Nathália Bulsing: Tem alguma coisa que você aprendeu como empresário que te ajuda na narração (e vice-versa)?
Caio Alves: Com certeza! Meu trabalho é lidar com gente, conversando, fechando negócio, vendendo empréstimo. Sempre tive facilidade pra me comunicar. Isso foi crucial pras narrações. Eu já sou um cara que fala pra caramba, então foi show de bola ser vendedor a vida toda, porque me deu essa desenvoltura pra interagir, pra narrar.
Nathália Bulsing: E como é que você faz pra organizar o tempo e a energia pra dar o gás nas duas áreas?
Caio Alves: Organizar o quê, minha amiga? Eu não organizo nada, Nath! Minha vida é uma loucura, sou todo enrolado. Preciso me organizar, mas hoje, sinceramente, eu vou na doideira mesmo!
Nathália Bulsing: Para quem sonha em virar narrador, quais são os segredos dos bastidores que a galera nem imagina, mas que fazem parte da sua rotina?
Caio Alves: Um segredo é que tem que estar 100% focado, algo que, devido à minha vida dupla, nem sempre consigo. A preparação, mesmo que rápida, exige atenção total. É preciso estar sempre pronto pra improvisar e reagir ao que acontece no jogo, porque o futebol é uma caixinha de surpresas!
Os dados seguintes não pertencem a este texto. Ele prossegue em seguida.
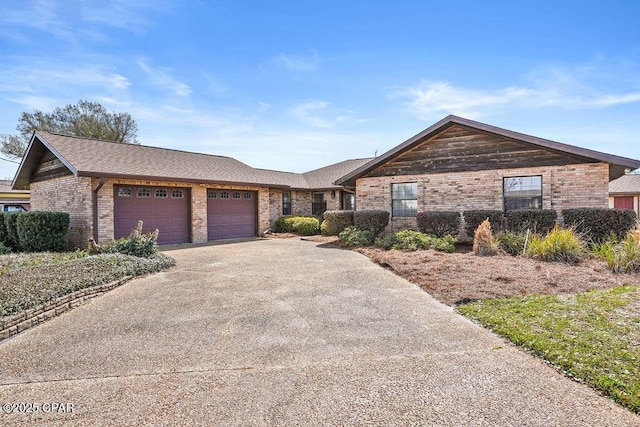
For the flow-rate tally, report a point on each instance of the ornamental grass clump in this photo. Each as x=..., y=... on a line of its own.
x=561, y=244
x=483, y=244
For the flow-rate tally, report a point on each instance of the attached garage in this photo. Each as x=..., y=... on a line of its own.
x=231, y=214
x=164, y=208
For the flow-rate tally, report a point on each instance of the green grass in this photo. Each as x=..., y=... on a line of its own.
x=27, y=280
x=593, y=337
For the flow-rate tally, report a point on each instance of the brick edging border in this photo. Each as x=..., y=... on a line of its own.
x=14, y=324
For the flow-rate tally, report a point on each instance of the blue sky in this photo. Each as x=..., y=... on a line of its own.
x=297, y=85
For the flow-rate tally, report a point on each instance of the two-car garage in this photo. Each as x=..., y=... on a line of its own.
x=230, y=213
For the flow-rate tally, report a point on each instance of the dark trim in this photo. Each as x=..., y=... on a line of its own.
x=450, y=120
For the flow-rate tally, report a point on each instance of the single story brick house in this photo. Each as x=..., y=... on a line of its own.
x=106, y=187
x=624, y=193
x=459, y=164
x=456, y=164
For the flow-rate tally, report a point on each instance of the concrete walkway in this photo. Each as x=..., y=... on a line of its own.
x=282, y=332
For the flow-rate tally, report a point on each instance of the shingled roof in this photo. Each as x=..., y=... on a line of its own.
x=627, y=184
x=95, y=158
x=617, y=168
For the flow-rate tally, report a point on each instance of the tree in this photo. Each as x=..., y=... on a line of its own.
x=85, y=119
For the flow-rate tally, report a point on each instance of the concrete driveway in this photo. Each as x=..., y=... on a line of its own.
x=282, y=332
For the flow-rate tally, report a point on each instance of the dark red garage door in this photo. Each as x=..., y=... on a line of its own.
x=231, y=214
x=164, y=208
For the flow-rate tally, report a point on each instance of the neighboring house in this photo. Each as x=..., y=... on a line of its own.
x=624, y=193
x=459, y=164
x=106, y=187
x=13, y=200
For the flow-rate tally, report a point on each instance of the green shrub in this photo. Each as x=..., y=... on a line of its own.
x=510, y=242
x=373, y=220
x=12, y=240
x=304, y=225
x=473, y=219
x=621, y=257
x=439, y=223
x=137, y=244
x=3, y=229
x=561, y=244
x=539, y=221
x=597, y=224
x=351, y=237
x=42, y=231
x=336, y=221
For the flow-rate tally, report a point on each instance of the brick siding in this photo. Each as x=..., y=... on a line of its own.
x=569, y=186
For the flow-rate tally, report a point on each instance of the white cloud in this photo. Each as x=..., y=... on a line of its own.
x=161, y=78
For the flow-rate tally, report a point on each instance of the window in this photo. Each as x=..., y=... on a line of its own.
x=286, y=203
x=404, y=199
x=319, y=203
x=522, y=192
x=124, y=192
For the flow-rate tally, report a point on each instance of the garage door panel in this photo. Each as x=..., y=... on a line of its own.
x=232, y=216
x=169, y=215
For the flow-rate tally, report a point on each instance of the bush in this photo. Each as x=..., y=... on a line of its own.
x=42, y=231
x=439, y=223
x=510, y=242
x=12, y=239
x=304, y=225
x=537, y=220
x=336, y=221
x=3, y=229
x=373, y=220
x=473, y=218
x=137, y=244
x=351, y=237
x=597, y=224
x=621, y=257
x=483, y=244
x=561, y=244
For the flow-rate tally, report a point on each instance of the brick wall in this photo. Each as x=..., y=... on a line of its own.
x=67, y=194
x=569, y=186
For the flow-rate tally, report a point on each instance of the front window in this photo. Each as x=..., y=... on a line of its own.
x=523, y=192
x=286, y=203
x=404, y=199
x=319, y=204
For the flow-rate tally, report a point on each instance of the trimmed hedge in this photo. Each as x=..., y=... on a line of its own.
x=539, y=221
x=374, y=220
x=42, y=231
x=336, y=221
x=13, y=240
x=473, y=219
x=597, y=224
x=439, y=223
x=305, y=225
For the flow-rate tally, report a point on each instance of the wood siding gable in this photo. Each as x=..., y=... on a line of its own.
x=459, y=148
x=50, y=167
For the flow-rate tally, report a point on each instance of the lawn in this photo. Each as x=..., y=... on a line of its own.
x=27, y=280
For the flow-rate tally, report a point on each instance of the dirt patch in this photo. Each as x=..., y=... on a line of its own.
x=464, y=277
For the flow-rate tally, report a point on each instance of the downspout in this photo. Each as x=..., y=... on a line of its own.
x=95, y=208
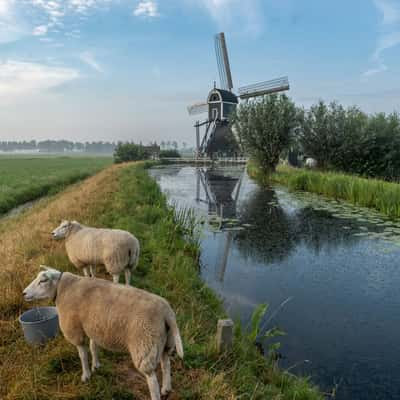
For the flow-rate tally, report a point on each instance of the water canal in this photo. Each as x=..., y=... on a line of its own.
x=329, y=271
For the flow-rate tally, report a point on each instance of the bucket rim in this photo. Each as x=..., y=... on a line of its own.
x=42, y=320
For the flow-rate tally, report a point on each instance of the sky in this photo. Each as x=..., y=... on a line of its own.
x=127, y=69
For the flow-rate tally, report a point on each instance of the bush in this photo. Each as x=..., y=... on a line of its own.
x=130, y=152
x=351, y=141
x=172, y=153
x=265, y=127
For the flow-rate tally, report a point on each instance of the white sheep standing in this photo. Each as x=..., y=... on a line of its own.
x=116, y=317
x=116, y=249
x=311, y=163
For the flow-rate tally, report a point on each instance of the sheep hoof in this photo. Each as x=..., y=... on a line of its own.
x=85, y=377
x=165, y=393
x=95, y=366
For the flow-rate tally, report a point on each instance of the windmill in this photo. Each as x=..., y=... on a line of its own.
x=222, y=102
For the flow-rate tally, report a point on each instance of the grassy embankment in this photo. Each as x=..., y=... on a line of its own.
x=372, y=193
x=24, y=179
x=124, y=196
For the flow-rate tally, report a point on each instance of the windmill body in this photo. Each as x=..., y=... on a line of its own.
x=217, y=138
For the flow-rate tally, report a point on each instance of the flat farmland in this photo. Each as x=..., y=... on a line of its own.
x=26, y=179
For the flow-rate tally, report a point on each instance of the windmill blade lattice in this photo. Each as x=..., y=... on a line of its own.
x=263, y=88
x=224, y=68
x=197, y=108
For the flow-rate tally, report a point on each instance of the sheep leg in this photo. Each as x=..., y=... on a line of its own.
x=95, y=358
x=85, y=364
x=128, y=275
x=166, y=374
x=154, y=388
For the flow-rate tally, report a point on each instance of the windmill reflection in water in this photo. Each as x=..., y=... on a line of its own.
x=221, y=193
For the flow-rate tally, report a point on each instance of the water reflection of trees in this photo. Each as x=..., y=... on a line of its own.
x=275, y=233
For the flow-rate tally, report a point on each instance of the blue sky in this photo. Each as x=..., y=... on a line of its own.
x=127, y=69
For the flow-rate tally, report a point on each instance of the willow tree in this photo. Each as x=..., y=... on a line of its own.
x=264, y=128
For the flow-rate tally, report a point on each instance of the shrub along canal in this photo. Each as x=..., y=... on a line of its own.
x=328, y=270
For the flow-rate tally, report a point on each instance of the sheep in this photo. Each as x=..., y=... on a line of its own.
x=311, y=163
x=117, y=250
x=113, y=316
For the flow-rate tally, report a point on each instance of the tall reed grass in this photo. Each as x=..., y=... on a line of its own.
x=372, y=193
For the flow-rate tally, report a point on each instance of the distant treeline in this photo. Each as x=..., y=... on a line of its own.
x=58, y=146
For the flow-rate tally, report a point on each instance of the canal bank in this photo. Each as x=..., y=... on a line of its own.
x=126, y=197
x=376, y=194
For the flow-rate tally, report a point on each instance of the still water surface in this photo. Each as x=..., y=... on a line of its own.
x=329, y=271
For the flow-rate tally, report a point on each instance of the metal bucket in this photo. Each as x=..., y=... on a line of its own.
x=39, y=324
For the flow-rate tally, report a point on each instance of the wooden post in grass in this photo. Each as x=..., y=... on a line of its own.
x=224, y=335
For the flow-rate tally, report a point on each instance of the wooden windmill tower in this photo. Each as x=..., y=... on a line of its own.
x=217, y=137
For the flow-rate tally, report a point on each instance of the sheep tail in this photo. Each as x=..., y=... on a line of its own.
x=171, y=322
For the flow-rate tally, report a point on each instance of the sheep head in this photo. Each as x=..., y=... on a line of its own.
x=63, y=230
x=44, y=286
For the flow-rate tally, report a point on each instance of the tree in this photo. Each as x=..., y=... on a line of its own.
x=322, y=132
x=264, y=128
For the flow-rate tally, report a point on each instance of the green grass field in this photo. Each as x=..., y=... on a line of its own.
x=24, y=179
x=125, y=197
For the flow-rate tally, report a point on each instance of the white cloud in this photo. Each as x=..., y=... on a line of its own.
x=147, y=8
x=20, y=78
x=390, y=11
x=88, y=58
x=235, y=14
x=40, y=30
x=5, y=7
x=389, y=36
x=11, y=28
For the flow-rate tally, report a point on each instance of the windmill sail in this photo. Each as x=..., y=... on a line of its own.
x=224, y=68
x=198, y=108
x=263, y=88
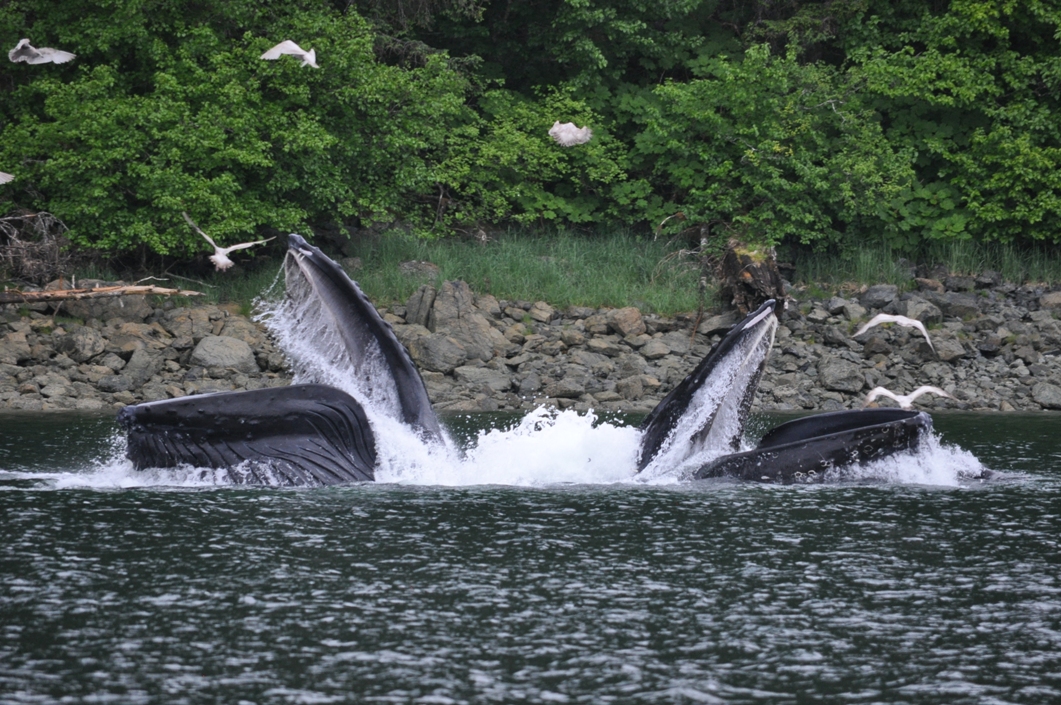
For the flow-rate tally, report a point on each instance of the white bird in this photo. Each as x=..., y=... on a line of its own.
x=907, y=400
x=23, y=51
x=901, y=320
x=220, y=256
x=292, y=49
x=567, y=134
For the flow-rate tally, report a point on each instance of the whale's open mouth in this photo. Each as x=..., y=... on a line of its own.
x=708, y=410
x=352, y=375
x=334, y=336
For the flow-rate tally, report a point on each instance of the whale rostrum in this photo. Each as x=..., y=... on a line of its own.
x=316, y=432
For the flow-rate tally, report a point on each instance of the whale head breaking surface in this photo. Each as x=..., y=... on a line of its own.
x=708, y=410
x=352, y=376
x=334, y=336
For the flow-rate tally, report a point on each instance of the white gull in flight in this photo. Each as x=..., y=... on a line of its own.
x=905, y=401
x=567, y=134
x=901, y=320
x=220, y=256
x=23, y=51
x=290, y=48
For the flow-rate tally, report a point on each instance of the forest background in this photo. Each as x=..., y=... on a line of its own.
x=818, y=124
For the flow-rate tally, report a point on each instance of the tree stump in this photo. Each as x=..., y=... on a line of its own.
x=749, y=276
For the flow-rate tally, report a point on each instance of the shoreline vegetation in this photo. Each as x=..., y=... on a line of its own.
x=996, y=343
x=611, y=270
x=817, y=125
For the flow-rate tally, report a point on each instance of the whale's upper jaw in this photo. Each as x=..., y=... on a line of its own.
x=707, y=411
x=354, y=331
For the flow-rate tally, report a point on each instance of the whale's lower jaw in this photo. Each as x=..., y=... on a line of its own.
x=297, y=435
x=821, y=446
x=316, y=434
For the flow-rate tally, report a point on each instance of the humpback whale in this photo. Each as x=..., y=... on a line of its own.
x=317, y=432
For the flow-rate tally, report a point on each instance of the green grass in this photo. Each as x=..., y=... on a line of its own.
x=876, y=263
x=562, y=269
x=613, y=270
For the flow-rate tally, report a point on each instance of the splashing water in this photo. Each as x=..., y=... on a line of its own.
x=545, y=447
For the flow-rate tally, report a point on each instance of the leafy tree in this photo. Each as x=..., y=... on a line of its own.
x=157, y=117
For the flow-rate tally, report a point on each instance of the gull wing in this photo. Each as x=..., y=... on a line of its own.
x=285, y=47
x=299, y=435
x=49, y=55
x=244, y=245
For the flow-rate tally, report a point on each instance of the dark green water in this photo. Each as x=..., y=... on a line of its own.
x=859, y=592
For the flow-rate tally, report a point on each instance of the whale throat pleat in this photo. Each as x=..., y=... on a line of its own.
x=298, y=435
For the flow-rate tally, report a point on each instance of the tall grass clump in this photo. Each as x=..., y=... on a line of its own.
x=873, y=263
x=879, y=263
x=561, y=268
x=1015, y=262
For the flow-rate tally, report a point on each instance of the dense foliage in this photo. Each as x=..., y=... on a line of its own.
x=821, y=122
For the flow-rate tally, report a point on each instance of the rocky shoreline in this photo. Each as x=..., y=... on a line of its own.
x=997, y=346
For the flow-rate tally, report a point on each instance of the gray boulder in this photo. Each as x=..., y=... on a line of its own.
x=841, y=376
x=718, y=324
x=418, y=307
x=880, y=295
x=454, y=313
x=437, y=353
x=1046, y=395
x=626, y=321
x=922, y=310
x=126, y=308
x=14, y=348
x=223, y=351
x=568, y=388
x=496, y=381
x=82, y=344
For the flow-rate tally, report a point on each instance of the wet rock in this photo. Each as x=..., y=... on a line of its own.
x=840, y=376
x=603, y=346
x=123, y=308
x=493, y=380
x=957, y=306
x=880, y=295
x=82, y=344
x=572, y=337
x=224, y=351
x=1046, y=395
x=921, y=310
x=948, y=349
x=489, y=306
x=418, y=307
x=718, y=324
x=1050, y=302
x=626, y=322
x=438, y=353
x=15, y=348
x=541, y=312
x=455, y=313
x=566, y=389
x=655, y=349
x=419, y=270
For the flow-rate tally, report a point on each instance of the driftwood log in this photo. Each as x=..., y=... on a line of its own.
x=16, y=296
x=749, y=276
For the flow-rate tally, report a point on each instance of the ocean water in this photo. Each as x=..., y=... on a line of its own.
x=536, y=567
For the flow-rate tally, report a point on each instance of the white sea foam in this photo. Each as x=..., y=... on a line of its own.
x=545, y=447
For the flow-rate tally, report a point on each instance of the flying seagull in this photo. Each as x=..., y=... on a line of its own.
x=567, y=134
x=901, y=320
x=292, y=49
x=220, y=256
x=907, y=400
x=25, y=52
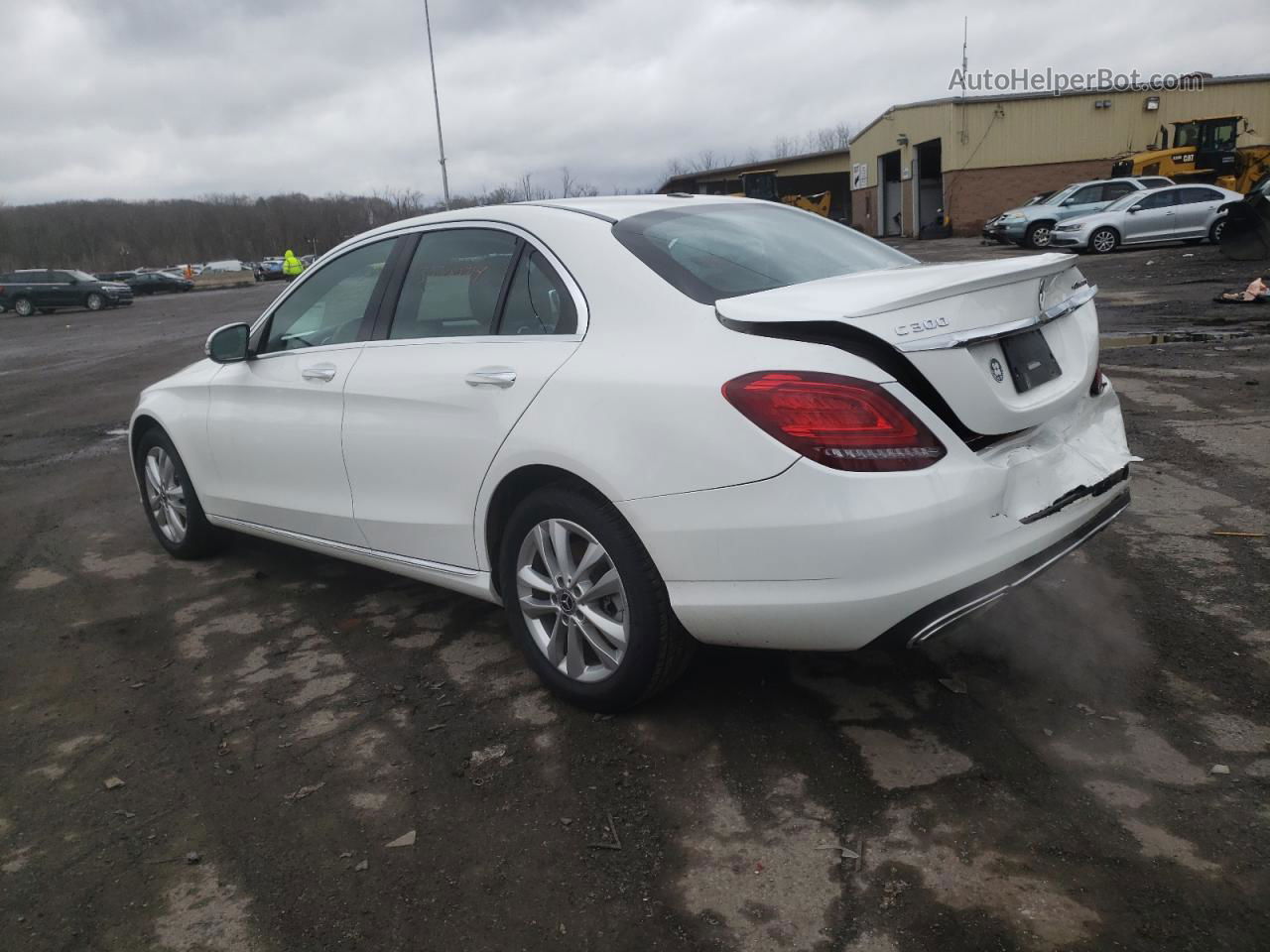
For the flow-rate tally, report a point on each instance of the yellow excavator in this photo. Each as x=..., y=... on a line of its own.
x=1202, y=151
x=762, y=184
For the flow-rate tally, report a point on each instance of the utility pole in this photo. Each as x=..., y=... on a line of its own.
x=436, y=102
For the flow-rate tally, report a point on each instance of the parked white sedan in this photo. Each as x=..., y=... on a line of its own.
x=649, y=420
x=1175, y=213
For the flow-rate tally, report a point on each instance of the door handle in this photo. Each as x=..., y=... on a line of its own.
x=500, y=377
x=325, y=372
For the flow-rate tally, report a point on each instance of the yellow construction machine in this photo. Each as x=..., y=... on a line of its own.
x=762, y=184
x=1202, y=151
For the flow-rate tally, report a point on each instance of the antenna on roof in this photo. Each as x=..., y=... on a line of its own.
x=436, y=102
x=965, y=37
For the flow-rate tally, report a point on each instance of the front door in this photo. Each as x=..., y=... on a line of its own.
x=275, y=420
x=481, y=321
x=1152, y=218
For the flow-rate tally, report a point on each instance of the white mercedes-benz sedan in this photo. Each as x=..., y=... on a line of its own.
x=645, y=421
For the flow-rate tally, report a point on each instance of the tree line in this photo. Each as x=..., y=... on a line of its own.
x=821, y=140
x=112, y=235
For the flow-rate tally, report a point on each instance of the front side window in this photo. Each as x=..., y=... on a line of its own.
x=1157, y=199
x=329, y=306
x=538, y=301
x=1194, y=195
x=1086, y=195
x=453, y=285
x=711, y=252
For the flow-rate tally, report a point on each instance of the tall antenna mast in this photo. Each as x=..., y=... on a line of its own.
x=436, y=102
x=965, y=68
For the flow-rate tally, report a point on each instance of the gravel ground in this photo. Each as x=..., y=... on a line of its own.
x=225, y=756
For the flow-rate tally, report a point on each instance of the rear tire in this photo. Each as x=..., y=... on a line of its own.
x=164, y=492
x=1038, y=234
x=1103, y=241
x=606, y=654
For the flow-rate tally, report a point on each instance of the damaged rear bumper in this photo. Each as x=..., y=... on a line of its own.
x=920, y=626
x=828, y=561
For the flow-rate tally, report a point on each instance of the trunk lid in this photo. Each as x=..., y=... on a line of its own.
x=961, y=326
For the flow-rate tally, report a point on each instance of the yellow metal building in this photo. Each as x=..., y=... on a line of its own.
x=968, y=159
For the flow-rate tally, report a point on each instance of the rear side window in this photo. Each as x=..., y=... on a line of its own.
x=1192, y=195
x=538, y=302
x=453, y=285
x=711, y=252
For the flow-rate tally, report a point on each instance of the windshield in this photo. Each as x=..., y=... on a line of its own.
x=725, y=250
x=1185, y=134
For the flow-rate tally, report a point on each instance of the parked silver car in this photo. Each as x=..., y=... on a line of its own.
x=1175, y=213
x=1032, y=225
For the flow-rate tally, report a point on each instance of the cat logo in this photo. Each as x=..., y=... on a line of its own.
x=903, y=330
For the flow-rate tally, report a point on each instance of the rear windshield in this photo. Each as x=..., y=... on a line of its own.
x=710, y=252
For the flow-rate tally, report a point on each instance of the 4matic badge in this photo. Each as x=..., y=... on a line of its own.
x=921, y=326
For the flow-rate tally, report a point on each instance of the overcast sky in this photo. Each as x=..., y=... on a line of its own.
x=148, y=99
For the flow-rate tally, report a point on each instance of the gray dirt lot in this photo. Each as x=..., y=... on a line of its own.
x=285, y=716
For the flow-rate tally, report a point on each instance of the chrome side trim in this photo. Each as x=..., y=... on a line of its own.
x=362, y=551
x=983, y=601
x=965, y=338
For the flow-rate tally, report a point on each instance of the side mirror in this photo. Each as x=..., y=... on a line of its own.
x=227, y=344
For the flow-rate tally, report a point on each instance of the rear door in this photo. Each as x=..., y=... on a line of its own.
x=1151, y=218
x=1196, y=209
x=483, y=317
x=275, y=420
x=64, y=291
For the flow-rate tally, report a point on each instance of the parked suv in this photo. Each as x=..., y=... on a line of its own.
x=46, y=291
x=1033, y=225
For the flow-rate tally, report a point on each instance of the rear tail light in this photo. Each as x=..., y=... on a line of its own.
x=838, y=421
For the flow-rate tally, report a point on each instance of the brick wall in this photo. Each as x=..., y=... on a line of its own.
x=973, y=195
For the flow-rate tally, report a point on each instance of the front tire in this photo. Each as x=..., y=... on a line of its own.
x=171, y=503
x=585, y=603
x=1103, y=241
x=1038, y=235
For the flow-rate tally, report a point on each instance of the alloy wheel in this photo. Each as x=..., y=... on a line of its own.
x=572, y=601
x=166, y=495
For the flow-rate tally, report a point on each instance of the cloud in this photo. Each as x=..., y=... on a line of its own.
x=146, y=99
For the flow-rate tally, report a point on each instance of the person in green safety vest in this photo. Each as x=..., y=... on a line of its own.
x=291, y=266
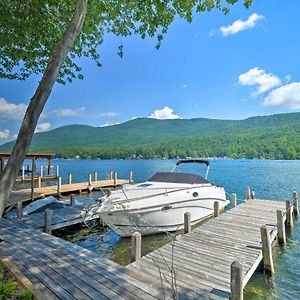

Nathália Bulsing: Qual a importância da galera “por trás das câmeras” pro seu trabalho e pro sucesso da Rádio Gil Arruda Sports?
Caio Alves: A galera dos bastidores é tudo! Trabalho com o Gil, o André Fácil, e os meninos lá mandam muito bem. A rádio do Gil é top, um áudio maravilhoso, uma imagem de primeira. São eles que deixam tudo nos trinques pra eu chegar e soltar a voz. O trampo técnico deles é fundamental pra minhas narrações ficarem iradas. É 50 a 50, a galera do áudio e imagem e eu narrando. Nosso entrosamento é sensacional, e por isso a Gil Arruda Sports tá voando. Tenho certeza que vamos chegar no sucesso juntos!
Nathália Bulsing: Você tem alguma mandinga ou preparação especial antes de entrar no ar pra um jogão?
Caio Alves: Não tenho um ritual específico. Geralmente, chego perto da hora do jogo, pego as escalações e tento me concentrar ao máximo na partida. É tudo no improviso, na pegada!
Nathália Bulsing: O que você espera pro futuro da Rádio Gil Arruda Sports e pra sua própria carreira?
Caio Alves: Espero que a gente alcance o topo, tanto a Gil Arruda Sports quanto o Caio Alves! Tenho certeza que temos tudo pra conquistar o sucesso, porque o Gil é um profissional fora da curva, e a equipe da Gil Arruda é espetacular. Eu, sendo lapidado por feras como o Gil, sei que o sucesso é questão de tempo, tanto pra rádio quanto pra mim!
Nathália Bulsing: Qual recado você deixaria pra galera que acompanha o trabalho da equipe Gil Arruda Sports?
Caio Alves: O recado é pra continuar colado na Gil Arruda Sports, porque o Gil é um cara sensacional, humilde, diferenciado. A Gil Arruda faz um trabalho espetacular como web rádio. Então, continuem acompanhando, assistindo à programação, se inscrevam no canal e compartilhem com os amigos esse canal tão fera! Fica aqui meu abraço e meu agradecimento a todos que acompanham e seguem a Gil Arruda Sports!
Nathália Bulsing: E para finalizar, Caio, quais os 5 jogadores (não precisam estar vivos) que você chamaria para um churrasco na sua casa?
Caio Alves: Ah, essa é moleza! Chamaria o Marcão (goleiro do Palmeiras), o Aloísio Chulapa (ídolo do São Paulo!), o Amaralzinho, o Paulo Nunes e o Galeano (meu ídolo do Palmeiras, que fez o gol que levou a decisão para os pênaltis na Libertadores contra o Corinthians, deixando os gambás lambendo a chuteira de raiva!). Seriam esses cinco craques pro churras lá em casa!